Exploring SQL Saturday Data – Getting the Data

Data for SQL Saturday events is maintained via the sqlsaturday.com website. The site makes available an XML feed for each event which includes all of the basic information for the event, including information about the event, venue, sponsors, speakers, and sessions. The data is available freely from the SQL Saturday website without the need to log in or authenticate to the site.

While getting data for an individual event is pretty straightforward (thanks to the handy XML file), there are some nuances to the process and the data which complicate things somewhat.

The SQL Saturday Website Upgrade

The most notable factor is when the event occurred relative to the SQL Saturday website upgrade. The website upgrade went live at the beginning of April, 2015. For events that were created and occurred before this time, their data would need to be upgrade or recreated in the new site (I’m not sure what process they followed, but it was not smooth for historical events). For anything post-upgrade, those events would natively exist in the new system, so the data will generally be better and more complete.

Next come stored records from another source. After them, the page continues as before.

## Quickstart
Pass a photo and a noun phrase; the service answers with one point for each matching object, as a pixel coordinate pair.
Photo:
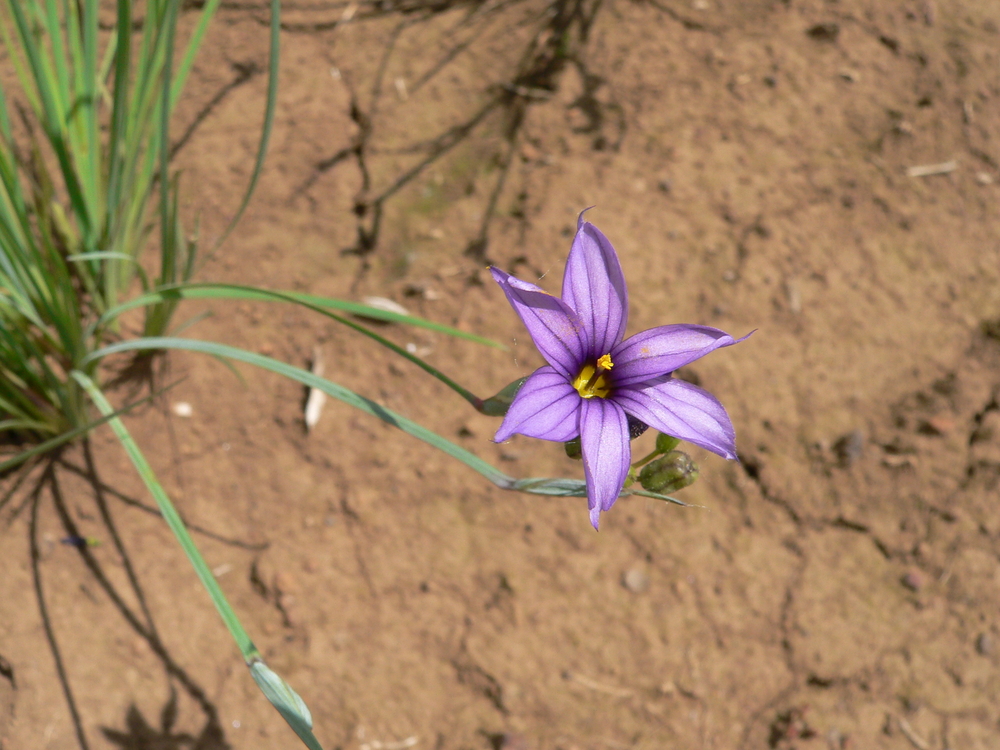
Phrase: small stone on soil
(849, 448)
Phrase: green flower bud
(669, 473)
(666, 443)
(573, 449)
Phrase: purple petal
(606, 453)
(546, 407)
(594, 287)
(682, 410)
(662, 350)
(554, 327)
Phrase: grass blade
(234, 291)
(282, 697)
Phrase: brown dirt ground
(840, 587)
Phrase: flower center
(592, 380)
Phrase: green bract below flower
(594, 380)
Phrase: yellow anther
(592, 382)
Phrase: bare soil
(752, 163)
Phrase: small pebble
(183, 409)
(636, 580)
(849, 448)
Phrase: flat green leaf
(234, 291)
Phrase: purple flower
(594, 380)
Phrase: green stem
(173, 519)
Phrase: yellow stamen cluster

Screenshot from the old sqlsaturday.com website from before the April 2015 upgrade.

XML Data from events which were migrated to the new site is available via the XML feed on the new site, but some data is missing/incomplete (mostly around schedule data). To enhance the quality of these events, I made use of a data export that was taken well prior to the upgrade (probably September or October of 2013) and augmented the existing data with that to fill in some gaps.

Getting Data for All Events

The second consideration when getting data for SQL Saturday events is how to get data for all events. The SQL Saturday website makes data available for a single event only. To get data for every event, you must request every event. Generally, this means implementing a loop to loop through every event, importing the data for each event into a database.

Fortunately, event numbers are predictable (they are an integer value which starts with 1 and increments by 1 as each event is approved). Additionally, the URL which is used to retrieve the event data uses the event number. The URL can be found thanks to a button on the bottom of a SQL Saturday event page.

The View Feed button at the bottom of a SQL Saturday event page for retrieving the XML url.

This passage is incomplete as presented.